Tracey Emin, How It Feels, 1996, video, color, sound, 22 minutes 33 seconds.

This story—of young desire, lost innocence, public humiliation—could end there. It would be more in line with the artwork Emin is so often accused of making: equal parts sentimental and sexual, confessional without challenging convention. Xavier Hufkens’s online exhibition “Tracey Emin: Video Works 1995–2017,” the first survey of her moving-image work, counters the weighty stack of projection, scandal, and snideness her career has accumulated by reviving an easily forgotten throughline of Emin’s practice. Often overshadowed by her beds, tents, nudes, and neons, the videos are, at their best, anecdotal without being self-mythologizing—slinky, ardent, witty, and wishful, the dinner-party version of one’s worst suffering. Or maybe that’s just the dinner parties I like to go to, full of bad things turned into good stories. Even in what is undeniably the most harrowing of the works, 1996’s How It Feels—which follows Emin striding through the streets of London, monologuing her botched abortion—she has a brutality that is so offhand it veers into the stylish. Style as a marker not of frivolity, but of self-awareness and a commitment to survival. Emin is often tragic, in the most classical sense, but she is never defeated. When the narrator of Why I Never Became a Dancer pledges a life bigger than her small town while the camera lingers on waves, it is undeniably clichéd, but clichéd in the way teenagers usually are, hurtling themselves toward narrative climax like heat-seeking missiles. And of course, her swift punishment for having, and sometimes even enjoying, casual sex is easy to anticipate. The fall from Eden (what is Eden if not a place with no morals?) is perfectly set in the many lands of Margate, where the wheel of joy turned and turned and gave us nothing but modernist poetry. But just as we are packing our bags to go, comforted by another sad story of feminine disgrace, Emin calls us back. “Shane, Eddy, Tony, Doug, Richard: This one’s for you!” And, like the sonic equivalent of the heavens parting, the opening beat of “You Make Me Feel (Mighty Real)” by Sylvester starts to play. We cut. For the first time, we see her, and she’s dancing.
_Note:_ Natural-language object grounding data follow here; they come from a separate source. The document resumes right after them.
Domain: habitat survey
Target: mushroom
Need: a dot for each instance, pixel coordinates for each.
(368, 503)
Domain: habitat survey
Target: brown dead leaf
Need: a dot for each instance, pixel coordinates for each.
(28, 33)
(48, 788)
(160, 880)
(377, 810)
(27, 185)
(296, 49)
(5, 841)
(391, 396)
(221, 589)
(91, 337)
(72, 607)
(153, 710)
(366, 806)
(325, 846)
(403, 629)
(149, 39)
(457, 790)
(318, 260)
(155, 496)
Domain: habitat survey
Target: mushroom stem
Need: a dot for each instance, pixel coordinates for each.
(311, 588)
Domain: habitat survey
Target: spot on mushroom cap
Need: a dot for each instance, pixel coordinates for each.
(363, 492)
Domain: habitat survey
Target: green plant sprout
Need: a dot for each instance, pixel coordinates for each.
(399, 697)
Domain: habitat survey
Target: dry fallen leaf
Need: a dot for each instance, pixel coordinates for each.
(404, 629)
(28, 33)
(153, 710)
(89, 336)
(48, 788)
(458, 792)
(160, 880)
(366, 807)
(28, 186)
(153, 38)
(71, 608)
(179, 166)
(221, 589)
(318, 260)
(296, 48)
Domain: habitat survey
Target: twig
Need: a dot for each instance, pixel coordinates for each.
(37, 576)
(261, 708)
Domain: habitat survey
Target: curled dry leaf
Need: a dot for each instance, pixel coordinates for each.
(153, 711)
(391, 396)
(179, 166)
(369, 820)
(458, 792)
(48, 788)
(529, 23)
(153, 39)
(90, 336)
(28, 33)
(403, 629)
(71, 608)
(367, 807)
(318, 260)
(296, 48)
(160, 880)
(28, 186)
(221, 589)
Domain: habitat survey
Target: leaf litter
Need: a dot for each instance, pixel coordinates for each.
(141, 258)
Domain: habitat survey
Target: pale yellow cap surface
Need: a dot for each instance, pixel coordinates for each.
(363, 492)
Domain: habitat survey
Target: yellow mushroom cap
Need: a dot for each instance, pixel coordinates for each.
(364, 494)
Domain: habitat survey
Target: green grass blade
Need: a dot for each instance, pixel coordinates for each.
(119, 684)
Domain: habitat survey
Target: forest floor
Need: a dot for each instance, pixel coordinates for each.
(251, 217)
Disco laments; disco restores. Emin spins, in denim shorts and boots, hands pressing out into the empty room. She’s grinning, looking straight into the camera, but there’s not a lot of show. It has the fizzy companionship of the best song in the living room of your best friend, chairs pushed against the wall, the kind of dancing that makes other, shyer people want to dance. A very ordinary resurrection. The Super 8 can’t keep up with her, she’s moving too fast, and her movements appear choppy, like waves crashing over the image. Maybe we can only access such heights of feeling—such triumph—in fragments. What is she, if not becoming, if not a dancer? The “never” of the title winks, twirls. Thank God two opposing realities can both be true! In The Waste Land, Eliot writes, “On Margate Sands / I can connect / Nothing with nothing.” In 1980, Sylvester remarked, “They all said disco died. But I don’t know. I go out dancing all the time.” 

Audrey Wollen is a writer based in New York.